Citizen science
UK citizens are set to contribute to world-leading research on air quality, plastic pollution, period poverty, farming methods and many other issues that directly affect their lives.
They will join in 53 innovative projects across the UK, including one led by the University of Manchester’s Professor Sheena Cruickshank, funded by the government via the Research and Innovation Funding Agency UK Research and Innovation.
The projects will target communities who would not normally engage with research and innovation, so they can shape research and innovation that is relevant to their lives and their local areas.
This will expand the opportunities for people from across the UK to actively contribute to publicly funded research and encourage underserved communities to share their ideas, concerns and aspirations and to get involved in decision making. The projects also aim to inspire a new generation of children and young people about the wonder and potential of research and innovation.

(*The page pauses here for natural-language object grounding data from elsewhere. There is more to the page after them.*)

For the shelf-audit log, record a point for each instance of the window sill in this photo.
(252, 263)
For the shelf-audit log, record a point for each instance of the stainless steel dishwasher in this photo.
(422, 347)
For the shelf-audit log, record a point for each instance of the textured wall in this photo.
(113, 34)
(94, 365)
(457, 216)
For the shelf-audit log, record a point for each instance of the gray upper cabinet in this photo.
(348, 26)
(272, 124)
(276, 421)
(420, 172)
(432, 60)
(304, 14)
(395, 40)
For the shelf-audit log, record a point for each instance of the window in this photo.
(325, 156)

Twenty-five public engagement projects will support researchers, innovators, universities and other research institutions to work with community partners or organisations from communities that have fewer opportunities to engage with research and innovation.
A further twenty-eight projects focus on citizen science and will see diverse groups of people helping research teams to crowdsource and analyse data and collaborate with researchers to develop research questions.

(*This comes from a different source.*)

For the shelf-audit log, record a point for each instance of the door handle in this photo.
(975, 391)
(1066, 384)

It includes a cross disciplinary team of researchers from The University of Manchester, working with residents in the Brunswick neighbourhood of Ardwick in Manchester and S4B, who manage the redevelopment of the area, to investigate resident’s concerns about air quality and health.

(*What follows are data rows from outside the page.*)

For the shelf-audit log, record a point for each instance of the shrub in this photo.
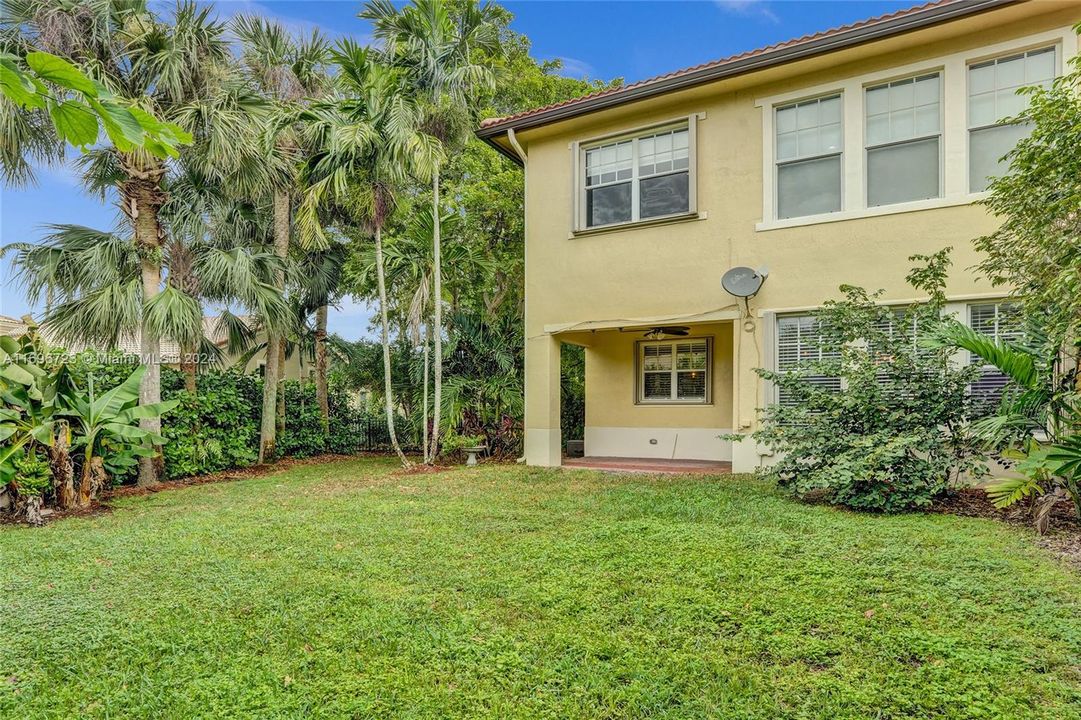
(216, 428)
(895, 435)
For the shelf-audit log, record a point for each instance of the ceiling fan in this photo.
(674, 331)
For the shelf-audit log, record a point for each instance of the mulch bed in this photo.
(102, 505)
(1064, 537)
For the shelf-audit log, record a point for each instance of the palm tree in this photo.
(288, 70)
(408, 260)
(319, 274)
(365, 146)
(1037, 418)
(178, 71)
(438, 43)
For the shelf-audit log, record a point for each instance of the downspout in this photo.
(515, 144)
(512, 138)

Lead researcher Professor Sheena Cruickshank said: “I am very excited at this opportunity to work together with the community in this way. The residents are really concerned about how rising air pollution is impacting their health and that of their families. It’s so important we listen and act on these concerns and involve them in this process”
UK Research and Innovation’s Head of Public Engagement, Tom Saunders, said: “As part of UKRI’s new vision for public engagement we launched two new funding calls last year, one aimed at encouraging researchers to explore citizen methods, and another aimed at supporting researchers and universities to engage with communities and places and communities who have fewer opportunities to participate in research and innovation. The 53 pilot projects that we have funded represent an exciting range of ways that researchers and innovators can involve the public in their work, from games to citizens’ juries, storytelling to data crowdsourcing. In 2020 and beyond, we will build on the lessons we learn through funding these pilot projects to help us achieve our ambition of making research and innovation responsive to the knowledge, priorities and values of society and open to participation by people from all backgrounds.”